Impact of prenatal Di(2-ethylhexyl) phthalate exposure on pubertal development in female offspring rats: A focus on ERα-Mediated IGF-1/NKB crosstalk in the hypothalamus

Di(2-ethylhexyl) phthalate (DEHP), renowned for its efficacy in enhancing the pliability of plastic products, serves predominantly as a plasticizer and additive in the plastics industry. A growing body of research in both animal models and human populations has elucidated that the maternal environment prior to birth exerts a significant influence on the growth and development of offspring. Consequently, our research is designed to investigate the effects of prenatal DEHP exposure on the pubertal reproductive development of female rat offspring and to decipher the underlying mechanisms. This study utilized Wistar rats as the experimental animal model, with exposure to varying doses of DEHP during pregnancy for group allocation and treatment.
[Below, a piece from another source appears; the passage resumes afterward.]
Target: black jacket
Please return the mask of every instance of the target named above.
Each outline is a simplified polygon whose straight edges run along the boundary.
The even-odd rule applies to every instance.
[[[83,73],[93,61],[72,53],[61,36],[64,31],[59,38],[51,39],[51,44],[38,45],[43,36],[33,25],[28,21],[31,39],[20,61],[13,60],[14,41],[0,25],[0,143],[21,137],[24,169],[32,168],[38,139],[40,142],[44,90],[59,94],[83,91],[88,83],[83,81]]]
Transmission electron microscopy was used to examine ultrastructural changes in the hypothalamus of DEHP-exposed female offspring rats. High-performance liquid chromatography (HPLC) was employed to quantitatively analyze the amino acid levels in the hypothalamus of the female offspring. Enzyme-linked immunosorbent assay (ELISA) was used to quantitatively measure hormone levels in both the hypothalamus and peripheral blood. Immunohistochemistry was applied to quantify the expression of ERα and GnRH in the hypothalamus. Additionally, precise immunofluorescence analysis was conducted to assess the expression levels of IGF-1 and NKB in the rat hypothalamus. Spearman correlation analysis was employed to elucidate the associations between key factors in the hypothalamus. Our findings reveal that prenatal exposure to Di(2-ethylhexyl) phthalate (DEHP) precipitates the onset of puberty in female rat offspring, concurrently altering the expression of key puberty-regulating genes in the hypothalamus. This elucidation sheds light on the molecular mechanisms underpinning the role of hypothalamic ERα in modulating the IGF-1 and NKB pathways, contributing to DEHP-induced precocious puberty in females, and underscores the critical regulatory function of IGF-1/NKB crosstalk in this phenomenon. Consequently, our research posits that prenatal exposure to DEHP is likely transmitted from the mother to the embryo, precipitating developmental anomalies and the onset of precocious puberty in offspring. This underscores the significance of pregnancy as a pivotal period for endocrine disruption, offering a novel theoretical foundation for the prophylaxis and management of precocious puberty in female children.

Di(2-ethylhexyl) phthalate; Hypothalamus; Precocious puberty; Prenatal exposure.